Zur Zeit kommt keine Hosenkollektion ohne mehrere Barrel-Modelle aus. An der an den Oberschenkeln ballonartig geschnittenen Form scheiden sich allerdings die Geister. Selbst bei Shopping-Queen war sie gerade eine Stylingaufgabe, die eher Unbehagen denn Begeisterung ausgelöst hat.
Unterziehen wir sie einem kurzen Stylingtest:
Tatsächlich ist sie nicht so ganz einfach zu tragen oder zu kombinieren. Und für welche Figuren ist sie überhaupt schmeichelhaft und lässt einen nicht wie eben ein Fass aussehen 😉?
Ein kurzer Überblick:
Das sehr weite Bein der Barrel Hose richtet durch das Volumen den Fokus auf die untere Hälfte des Körpers, somit sollte der Oberkörper dies optisch ausgleichen können.

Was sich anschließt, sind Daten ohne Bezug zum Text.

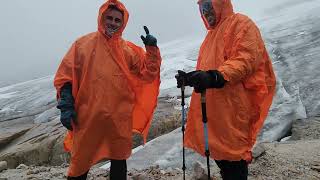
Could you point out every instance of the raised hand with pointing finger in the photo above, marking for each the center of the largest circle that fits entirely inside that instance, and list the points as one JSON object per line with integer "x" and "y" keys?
{"x": 149, "y": 40}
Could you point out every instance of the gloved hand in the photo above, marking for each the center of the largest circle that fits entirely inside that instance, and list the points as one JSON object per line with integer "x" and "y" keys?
{"x": 202, "y": 80}
{"x": 66, "y": 106}
{"x": 149, "y": 40}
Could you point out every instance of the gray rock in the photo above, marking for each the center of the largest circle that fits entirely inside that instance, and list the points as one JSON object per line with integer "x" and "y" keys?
{"x": 306, "y": 129}
{"x": 40, "y": 145}
{"x": 3, "y": 165}
{"x": 199, "y": 171}
{"x": 258, "y": 150}
{"x": 22, "y": 166}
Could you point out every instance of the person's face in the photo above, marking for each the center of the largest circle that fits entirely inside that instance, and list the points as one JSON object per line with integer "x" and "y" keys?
{"x": 113, "y": 21}
{"x": 208, "y": 12}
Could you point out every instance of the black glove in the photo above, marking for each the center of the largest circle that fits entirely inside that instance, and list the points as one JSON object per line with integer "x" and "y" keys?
{"x": 149, "y": 40}
{"x": 66, "y": 106}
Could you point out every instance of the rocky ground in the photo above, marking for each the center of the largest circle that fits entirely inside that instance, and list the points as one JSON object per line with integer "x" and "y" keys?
{"x": 297, "y": 158}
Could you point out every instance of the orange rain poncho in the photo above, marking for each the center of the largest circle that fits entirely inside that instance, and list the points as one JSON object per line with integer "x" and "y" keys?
{"x": 236, "y": 112}
{"x": 115, "y": 85}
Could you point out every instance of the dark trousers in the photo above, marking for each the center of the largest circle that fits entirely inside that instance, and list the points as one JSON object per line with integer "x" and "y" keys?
{"x": 118, "y": 171}
{"x": 233, "y": 170}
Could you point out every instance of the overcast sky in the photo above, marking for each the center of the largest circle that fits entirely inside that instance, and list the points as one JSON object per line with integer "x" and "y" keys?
{"x": 35, "y": 34}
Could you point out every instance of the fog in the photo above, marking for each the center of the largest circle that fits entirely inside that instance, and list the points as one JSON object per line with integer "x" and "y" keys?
{"x": 35, "y": 35}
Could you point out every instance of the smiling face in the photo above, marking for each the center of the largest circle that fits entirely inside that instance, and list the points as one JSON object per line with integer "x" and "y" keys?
{"x": 113, "y": 21}
{"x": 208, "y": 12}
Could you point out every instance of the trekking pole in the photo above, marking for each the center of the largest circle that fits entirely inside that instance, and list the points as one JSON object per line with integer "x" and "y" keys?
{"x": 205, "y": 126}
{"x": 183, "y": 129}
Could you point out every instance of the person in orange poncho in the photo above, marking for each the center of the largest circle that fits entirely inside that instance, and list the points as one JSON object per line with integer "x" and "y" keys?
{"x": 235, "y": 72}
{"x": 107, "y": 88}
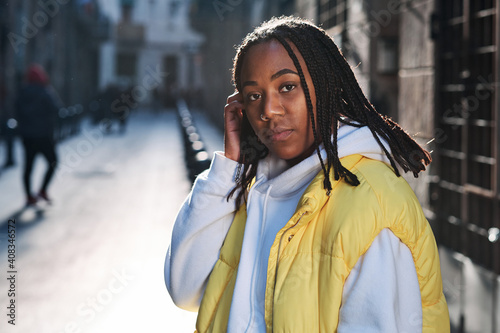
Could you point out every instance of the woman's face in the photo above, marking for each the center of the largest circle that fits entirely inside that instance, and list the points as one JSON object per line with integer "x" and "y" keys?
{"x": 275, "y": 102}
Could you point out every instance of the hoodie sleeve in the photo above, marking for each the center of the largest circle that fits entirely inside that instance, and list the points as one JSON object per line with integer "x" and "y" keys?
{"x": 199, "y": 230}
{"x": 382, "y": 294}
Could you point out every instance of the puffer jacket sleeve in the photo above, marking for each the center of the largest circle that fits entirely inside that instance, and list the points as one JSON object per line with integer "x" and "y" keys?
{"x": 199, "y": 231}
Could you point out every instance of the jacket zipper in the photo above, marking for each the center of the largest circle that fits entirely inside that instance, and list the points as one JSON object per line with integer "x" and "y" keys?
{"x": 278, "y": 256}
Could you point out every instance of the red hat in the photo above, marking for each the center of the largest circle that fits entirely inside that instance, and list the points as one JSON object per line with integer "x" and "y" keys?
{"x": 36, "y": 74}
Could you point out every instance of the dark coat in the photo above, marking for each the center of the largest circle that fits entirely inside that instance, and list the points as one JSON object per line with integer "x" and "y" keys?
{"x": 37, "y": 110}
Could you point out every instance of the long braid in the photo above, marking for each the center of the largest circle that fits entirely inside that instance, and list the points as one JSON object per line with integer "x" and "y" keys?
{"x": 339, "y": 99}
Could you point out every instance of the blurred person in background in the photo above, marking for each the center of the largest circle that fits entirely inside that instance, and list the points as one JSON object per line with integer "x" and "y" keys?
{"x": 37, "y": 107}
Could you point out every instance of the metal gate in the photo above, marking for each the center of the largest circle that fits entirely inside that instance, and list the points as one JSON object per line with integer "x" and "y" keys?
{"x": 467, "y": 60}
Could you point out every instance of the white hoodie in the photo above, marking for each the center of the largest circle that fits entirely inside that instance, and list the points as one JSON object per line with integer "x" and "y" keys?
{"x": 381, "y": 293}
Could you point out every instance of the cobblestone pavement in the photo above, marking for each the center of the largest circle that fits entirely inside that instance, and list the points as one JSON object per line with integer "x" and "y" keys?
{"x": 93, "y": 260}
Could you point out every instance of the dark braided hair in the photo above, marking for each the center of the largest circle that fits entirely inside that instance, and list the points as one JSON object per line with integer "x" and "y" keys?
{"x": 339, "y": 98}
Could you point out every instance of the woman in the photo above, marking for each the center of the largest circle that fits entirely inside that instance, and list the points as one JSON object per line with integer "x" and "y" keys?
{"x": 303, "y": 224}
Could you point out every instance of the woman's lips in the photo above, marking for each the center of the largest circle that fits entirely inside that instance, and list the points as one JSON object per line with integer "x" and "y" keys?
{"x": 279, "y": 135}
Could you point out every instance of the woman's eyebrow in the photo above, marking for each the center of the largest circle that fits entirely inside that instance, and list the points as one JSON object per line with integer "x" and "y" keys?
{"x": 273, "y": 77}
{"x": 282, "y": 72}
{"x": 248, "y": 83}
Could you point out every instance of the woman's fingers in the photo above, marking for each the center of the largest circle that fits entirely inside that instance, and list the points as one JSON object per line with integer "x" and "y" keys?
{"x": 232, "y": 126}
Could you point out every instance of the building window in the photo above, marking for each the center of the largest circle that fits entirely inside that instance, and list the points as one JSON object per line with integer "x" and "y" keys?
{"x": 332, "y": 13}
{"x": 126, "y": 64}
{"x": 387, "y": 55}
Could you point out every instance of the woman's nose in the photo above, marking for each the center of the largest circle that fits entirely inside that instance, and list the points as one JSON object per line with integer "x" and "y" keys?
{"x": 271, "y": 107}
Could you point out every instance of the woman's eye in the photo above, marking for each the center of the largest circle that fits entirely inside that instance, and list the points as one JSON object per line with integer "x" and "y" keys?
{"x": 253, "y": 97}
{"x": 288, "y": 87}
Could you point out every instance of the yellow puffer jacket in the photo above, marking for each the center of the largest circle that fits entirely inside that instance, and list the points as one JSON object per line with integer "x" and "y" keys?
{"x": 313, "y": 254}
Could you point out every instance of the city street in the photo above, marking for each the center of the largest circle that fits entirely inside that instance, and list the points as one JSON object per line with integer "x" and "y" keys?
{"x": 93, "y": 260}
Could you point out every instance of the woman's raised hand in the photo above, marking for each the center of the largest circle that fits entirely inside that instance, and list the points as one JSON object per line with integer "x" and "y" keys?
{"x": 232, "y": 126}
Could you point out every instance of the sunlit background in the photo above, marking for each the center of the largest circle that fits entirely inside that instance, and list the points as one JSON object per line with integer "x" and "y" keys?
{"x": 143, "y": 85}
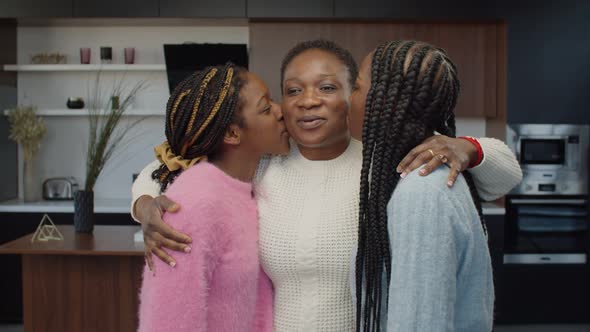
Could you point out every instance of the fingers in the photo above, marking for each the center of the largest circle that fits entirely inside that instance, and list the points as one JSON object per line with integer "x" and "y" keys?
{"x": 408, "y": 159}
{"x": 150, "y": 262}
{"x": 422, "y": 158}
{"x": 166, "y": 204}
{"x": 433, "y": 164}
{"x": 163, "y": 256}
{"x": 173, "y": 245}
{"x": 171, "y": 234}
{"x": 453, "y": 174}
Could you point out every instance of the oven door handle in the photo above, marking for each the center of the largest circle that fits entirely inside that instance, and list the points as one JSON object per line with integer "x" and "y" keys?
{"x": 548, "y": 201}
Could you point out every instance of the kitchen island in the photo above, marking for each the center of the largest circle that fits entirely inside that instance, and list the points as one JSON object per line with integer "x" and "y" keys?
{"x": 87, "y": 282}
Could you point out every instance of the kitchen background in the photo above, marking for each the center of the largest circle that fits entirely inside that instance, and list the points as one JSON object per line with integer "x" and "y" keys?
{"x": 519, "y": 61}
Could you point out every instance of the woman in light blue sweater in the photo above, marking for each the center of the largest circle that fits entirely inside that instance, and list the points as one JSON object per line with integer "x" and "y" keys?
{"x": 423, "y": 262}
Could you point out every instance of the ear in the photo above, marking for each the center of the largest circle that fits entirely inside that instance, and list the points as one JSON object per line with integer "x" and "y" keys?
{"x": 233, "y": 135}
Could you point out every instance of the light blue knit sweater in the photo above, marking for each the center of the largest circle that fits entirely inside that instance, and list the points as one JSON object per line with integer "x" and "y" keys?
{"x": 441, "y": 269}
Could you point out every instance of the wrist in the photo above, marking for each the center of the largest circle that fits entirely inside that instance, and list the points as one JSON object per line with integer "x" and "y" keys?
{"x": 140, "y": 206}
{"x": 476, "y": 155}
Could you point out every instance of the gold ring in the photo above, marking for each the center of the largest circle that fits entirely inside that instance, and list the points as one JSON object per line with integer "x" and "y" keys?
{"x": 431, "y": 152}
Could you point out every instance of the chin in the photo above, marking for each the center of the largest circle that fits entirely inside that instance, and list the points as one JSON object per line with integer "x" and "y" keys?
{"x": 310, "y": 141}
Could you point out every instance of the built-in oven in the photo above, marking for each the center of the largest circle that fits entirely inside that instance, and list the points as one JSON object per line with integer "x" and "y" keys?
{"x": 546, "y": 230}
{"x": 545, "y": 276}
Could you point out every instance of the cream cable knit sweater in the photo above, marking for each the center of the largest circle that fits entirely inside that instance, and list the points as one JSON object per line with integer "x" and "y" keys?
{"x": 308, "y": 228}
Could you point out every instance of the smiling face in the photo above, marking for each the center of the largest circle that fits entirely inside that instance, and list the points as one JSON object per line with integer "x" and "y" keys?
{"x": 316, "y": 93}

Breite Schultern oder ein kurviger Oberkörper helfen oder eine optische Betonung des Oberkörpers durch Helligkeit, Glanz oder Muster.
Im Gegenteil sehr gerade Körpersilhouetten bekommen durch die Hosen mehr Kurven an Hüfte und Oberschenkeln.
Ohnehin breitere Hüften und Oberschenkel verlieren sich zwar wunderbar in der Stofffülle, werden aber extra betont.
Allgemein verlangt die Hosenform nach kurzen Oberteilen, einer Taillenbetonung, einer höchstens knöchellangen Länge und silhouettenverlängernden Schuhen.
Optimale Schuhformen sind folgende:
- spitze Schuhe
- Absätze, auch kleine
- offene Schuhe, die noch Fuß zeigen
- schmal geschnittene Schuhe, gut sind z.B. auch Längsteilungsnähte
Der Vorteil der Barrel Trouser liegt aber klar auf der Hand: sie sind einfach super bequem und haben sofort etwas Lässiges!
Und es ist tatsächlich mal eine Hosenform, die sich gut zum Radfahren eignet, da sie nach unten hin wieder schmaler wird.